The ergonomics for the M16 set the world standard. Refresh the magazines and slap the bolt release to get the M16 back in action. Only the Thompson submachine gun is faster. On the Tommy gun, the bolt locks back on the last round and you simply swap magazines and squeeze the trigger to get the gun running again. In the case of the AR-180 one must pull back slightly on the charging handle to release the bolt over a fresh magazine. To do so quickly inevitably involves tilting the gun slightly to improve access with the weak hand. This chore is almost as fast though incrementally more complicated than the similar drill on the M16A1.
The AR-180 was markedly easier to build than was the M16A1, and it benefitted from a generation’s worth of engineering evolution not available in 1956 when Gene and his buddies birthed the AR-10. However, in its practical respects both the M16A1 and its younger sibling the AR-180 run about the same. The personality of the two rifles is different due to the twanging recoil spring in the butt of the earlier gun, but they each throw bullets with comparable alacrity.

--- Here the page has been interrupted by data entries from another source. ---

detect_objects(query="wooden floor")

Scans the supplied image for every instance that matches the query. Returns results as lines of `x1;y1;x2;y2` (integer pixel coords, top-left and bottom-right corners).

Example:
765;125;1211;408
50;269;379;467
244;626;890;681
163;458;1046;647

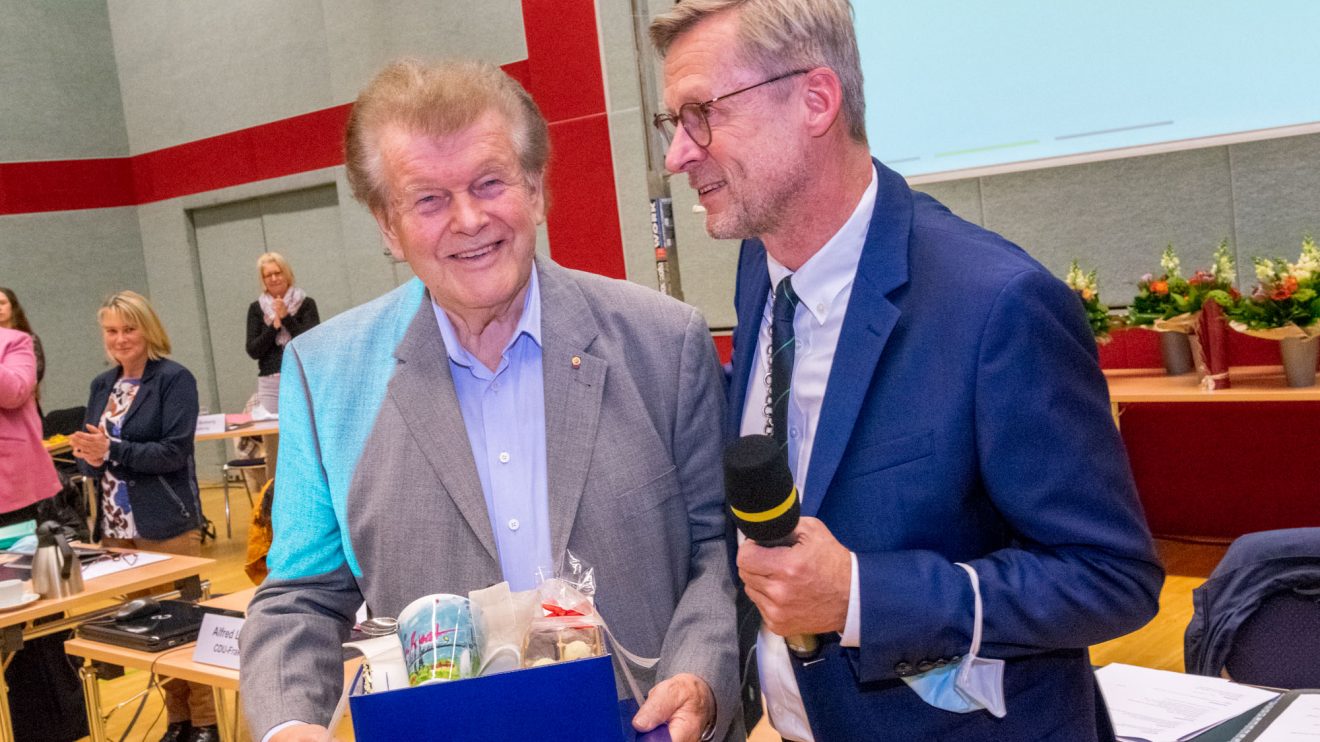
72;485;1224;742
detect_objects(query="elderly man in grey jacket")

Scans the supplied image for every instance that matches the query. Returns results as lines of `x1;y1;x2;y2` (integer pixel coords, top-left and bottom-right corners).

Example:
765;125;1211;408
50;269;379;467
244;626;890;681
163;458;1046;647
242;62;742;742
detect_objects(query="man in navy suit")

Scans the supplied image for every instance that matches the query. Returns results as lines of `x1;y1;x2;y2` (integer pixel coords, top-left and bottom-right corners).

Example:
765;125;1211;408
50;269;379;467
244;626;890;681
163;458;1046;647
651;0;1163;742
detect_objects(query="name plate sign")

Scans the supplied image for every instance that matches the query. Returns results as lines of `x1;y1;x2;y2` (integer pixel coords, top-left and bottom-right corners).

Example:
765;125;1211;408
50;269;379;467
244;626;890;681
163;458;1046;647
193;613;243;669
194;415;224;436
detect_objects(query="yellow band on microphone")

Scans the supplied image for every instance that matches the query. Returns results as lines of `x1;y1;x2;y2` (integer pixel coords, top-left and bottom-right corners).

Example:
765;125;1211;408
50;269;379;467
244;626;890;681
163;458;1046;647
729;487;797;523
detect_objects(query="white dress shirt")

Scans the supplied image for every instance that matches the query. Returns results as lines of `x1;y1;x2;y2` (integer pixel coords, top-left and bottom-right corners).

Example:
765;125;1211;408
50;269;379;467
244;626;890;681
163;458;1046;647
741;168;878;742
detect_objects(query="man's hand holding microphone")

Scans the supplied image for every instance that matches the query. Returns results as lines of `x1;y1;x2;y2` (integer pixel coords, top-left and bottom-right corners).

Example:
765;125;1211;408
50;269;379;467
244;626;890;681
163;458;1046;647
725;436;853;646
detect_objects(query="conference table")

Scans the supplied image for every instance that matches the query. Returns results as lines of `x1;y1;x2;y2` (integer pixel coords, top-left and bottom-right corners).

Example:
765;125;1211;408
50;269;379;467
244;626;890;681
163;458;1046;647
1105;366;1320;424
193;420;280;481
65;588;256;742
65;588;362;742
0;549;214;742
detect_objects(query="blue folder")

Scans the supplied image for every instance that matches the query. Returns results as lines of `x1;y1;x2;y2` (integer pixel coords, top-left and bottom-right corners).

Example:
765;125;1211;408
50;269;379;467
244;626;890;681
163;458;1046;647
348;656;669;742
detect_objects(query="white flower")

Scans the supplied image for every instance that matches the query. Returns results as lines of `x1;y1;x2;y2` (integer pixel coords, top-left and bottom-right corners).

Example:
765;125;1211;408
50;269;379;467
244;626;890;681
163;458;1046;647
1159;243;1183;279
1210;240;1237;284
1251;257;1274;284
1292;235;1320;275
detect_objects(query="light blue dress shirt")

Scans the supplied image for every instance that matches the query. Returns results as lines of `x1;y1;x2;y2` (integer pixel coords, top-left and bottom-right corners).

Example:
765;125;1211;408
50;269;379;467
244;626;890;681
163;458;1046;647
432;271;554;590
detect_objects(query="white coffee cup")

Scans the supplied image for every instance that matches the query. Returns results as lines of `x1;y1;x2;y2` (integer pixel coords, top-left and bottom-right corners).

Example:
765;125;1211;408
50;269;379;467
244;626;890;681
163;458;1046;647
0;580;22;609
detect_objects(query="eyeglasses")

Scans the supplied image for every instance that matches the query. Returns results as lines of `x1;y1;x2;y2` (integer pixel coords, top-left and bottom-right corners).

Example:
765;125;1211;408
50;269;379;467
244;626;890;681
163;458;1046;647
652;70;810;149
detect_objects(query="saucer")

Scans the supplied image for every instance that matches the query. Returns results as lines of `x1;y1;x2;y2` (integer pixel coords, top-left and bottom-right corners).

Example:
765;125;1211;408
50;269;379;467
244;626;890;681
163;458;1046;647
0;593;41;613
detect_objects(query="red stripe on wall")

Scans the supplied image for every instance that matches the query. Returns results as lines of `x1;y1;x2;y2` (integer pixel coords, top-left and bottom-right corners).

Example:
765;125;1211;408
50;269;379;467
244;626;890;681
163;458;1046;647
132;103;351;203
548;114;627;279
523;0;627;279
0;157;137;214
523;0;605;123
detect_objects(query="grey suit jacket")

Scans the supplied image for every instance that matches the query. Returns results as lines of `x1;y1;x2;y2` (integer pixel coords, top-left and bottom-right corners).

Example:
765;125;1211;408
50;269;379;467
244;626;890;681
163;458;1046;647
242;259;742;739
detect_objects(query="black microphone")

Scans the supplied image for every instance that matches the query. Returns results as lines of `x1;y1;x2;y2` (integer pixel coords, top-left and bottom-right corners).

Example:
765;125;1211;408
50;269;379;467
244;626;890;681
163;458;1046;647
725;436;820;659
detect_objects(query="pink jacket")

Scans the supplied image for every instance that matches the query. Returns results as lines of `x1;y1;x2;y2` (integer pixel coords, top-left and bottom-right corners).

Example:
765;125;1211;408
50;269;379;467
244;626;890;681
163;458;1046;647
0;327;59;512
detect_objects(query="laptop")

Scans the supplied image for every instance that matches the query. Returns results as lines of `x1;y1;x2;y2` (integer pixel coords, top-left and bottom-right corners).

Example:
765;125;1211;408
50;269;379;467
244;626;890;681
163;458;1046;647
78;601;215;652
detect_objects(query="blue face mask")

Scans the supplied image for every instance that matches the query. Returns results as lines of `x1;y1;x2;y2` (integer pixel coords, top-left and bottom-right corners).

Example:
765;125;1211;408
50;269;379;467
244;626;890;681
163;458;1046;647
903;562;1007;718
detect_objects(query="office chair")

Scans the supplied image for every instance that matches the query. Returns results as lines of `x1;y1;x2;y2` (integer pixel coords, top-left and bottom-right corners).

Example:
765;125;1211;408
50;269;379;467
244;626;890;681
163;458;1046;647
1184;528;1320;688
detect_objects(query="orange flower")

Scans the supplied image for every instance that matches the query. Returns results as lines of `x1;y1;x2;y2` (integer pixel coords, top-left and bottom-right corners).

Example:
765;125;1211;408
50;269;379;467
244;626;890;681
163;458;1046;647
1270;276;1298;301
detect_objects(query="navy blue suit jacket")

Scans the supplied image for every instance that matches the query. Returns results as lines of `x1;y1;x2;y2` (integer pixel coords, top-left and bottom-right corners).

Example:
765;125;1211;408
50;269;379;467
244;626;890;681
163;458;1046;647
78;358;202;541
727;162;1163;742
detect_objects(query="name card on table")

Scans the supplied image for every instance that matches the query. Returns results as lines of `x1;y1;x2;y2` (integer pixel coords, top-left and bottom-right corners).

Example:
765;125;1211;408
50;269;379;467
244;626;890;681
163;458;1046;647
195;413;224;436
193;613;243;669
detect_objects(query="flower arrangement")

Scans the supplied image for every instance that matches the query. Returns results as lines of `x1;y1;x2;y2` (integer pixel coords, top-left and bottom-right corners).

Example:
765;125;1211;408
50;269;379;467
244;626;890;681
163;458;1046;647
1127;240;1239;327
1064;260;1110;343
1127;244;1191;326
1225;235;1320;338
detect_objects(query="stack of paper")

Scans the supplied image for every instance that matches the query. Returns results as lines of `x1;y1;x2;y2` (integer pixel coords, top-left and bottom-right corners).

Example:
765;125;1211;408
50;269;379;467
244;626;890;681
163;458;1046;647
1096;663;1278;742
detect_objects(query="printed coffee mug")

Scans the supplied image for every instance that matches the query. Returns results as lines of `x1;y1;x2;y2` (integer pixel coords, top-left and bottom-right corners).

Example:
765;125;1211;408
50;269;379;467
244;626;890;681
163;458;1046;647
399;594;482;685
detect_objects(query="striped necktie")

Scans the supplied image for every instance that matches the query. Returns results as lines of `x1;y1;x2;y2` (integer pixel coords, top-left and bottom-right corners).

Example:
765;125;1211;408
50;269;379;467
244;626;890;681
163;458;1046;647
766;276;800;448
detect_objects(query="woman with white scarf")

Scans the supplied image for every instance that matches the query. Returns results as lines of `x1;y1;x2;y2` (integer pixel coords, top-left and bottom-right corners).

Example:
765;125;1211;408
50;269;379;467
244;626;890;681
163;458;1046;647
247;252;321;413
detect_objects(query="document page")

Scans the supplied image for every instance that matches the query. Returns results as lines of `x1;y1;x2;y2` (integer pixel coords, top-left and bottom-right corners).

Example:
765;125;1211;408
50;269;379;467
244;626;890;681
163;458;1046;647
1255;693;1320;742
1096;663;1278;742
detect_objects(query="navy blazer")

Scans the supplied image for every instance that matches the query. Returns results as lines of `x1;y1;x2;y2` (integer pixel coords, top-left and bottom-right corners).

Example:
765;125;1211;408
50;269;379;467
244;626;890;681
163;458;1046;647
78;358;202;541
726;162;1163;742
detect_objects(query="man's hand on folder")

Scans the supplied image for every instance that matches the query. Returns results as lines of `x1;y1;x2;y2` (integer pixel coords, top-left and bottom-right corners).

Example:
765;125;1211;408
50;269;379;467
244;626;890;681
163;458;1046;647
267;724;339;742
632;672;715;742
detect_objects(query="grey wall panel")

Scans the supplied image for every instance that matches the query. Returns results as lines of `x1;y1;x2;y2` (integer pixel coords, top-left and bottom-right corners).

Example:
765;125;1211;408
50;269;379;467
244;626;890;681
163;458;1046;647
1229;135;1320;261
981;148;1233;304
137;199;215;408
0;209;147;409
610;108;659;288
912;178;985;224
335;168;401;298
0;0;128;161
189;199;265;412
110;0;335;154
321;0;527;103
595;0;641;114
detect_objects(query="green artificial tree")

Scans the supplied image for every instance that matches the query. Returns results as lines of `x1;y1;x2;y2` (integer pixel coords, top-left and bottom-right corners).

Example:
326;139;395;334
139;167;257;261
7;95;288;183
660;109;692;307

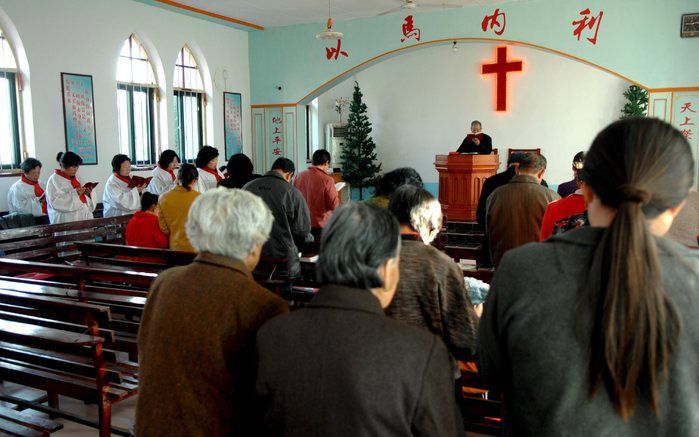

The M16A1 is incrementally faster and incrementally more comfortable than the later gun but not by a great margin.
The AR-180 never made much of a splash militarily speaking, while the M16 still soldiers on in US military service more than half a century after its conception. However, the AR180 went on to inspire the likes of the HK G36, the Steyr AUG, and the British SA80, all modern designs with plenty of combat cred. So long as each gun is shown appropriate attention with a cleaning kit they are both comparably effective tactical tools.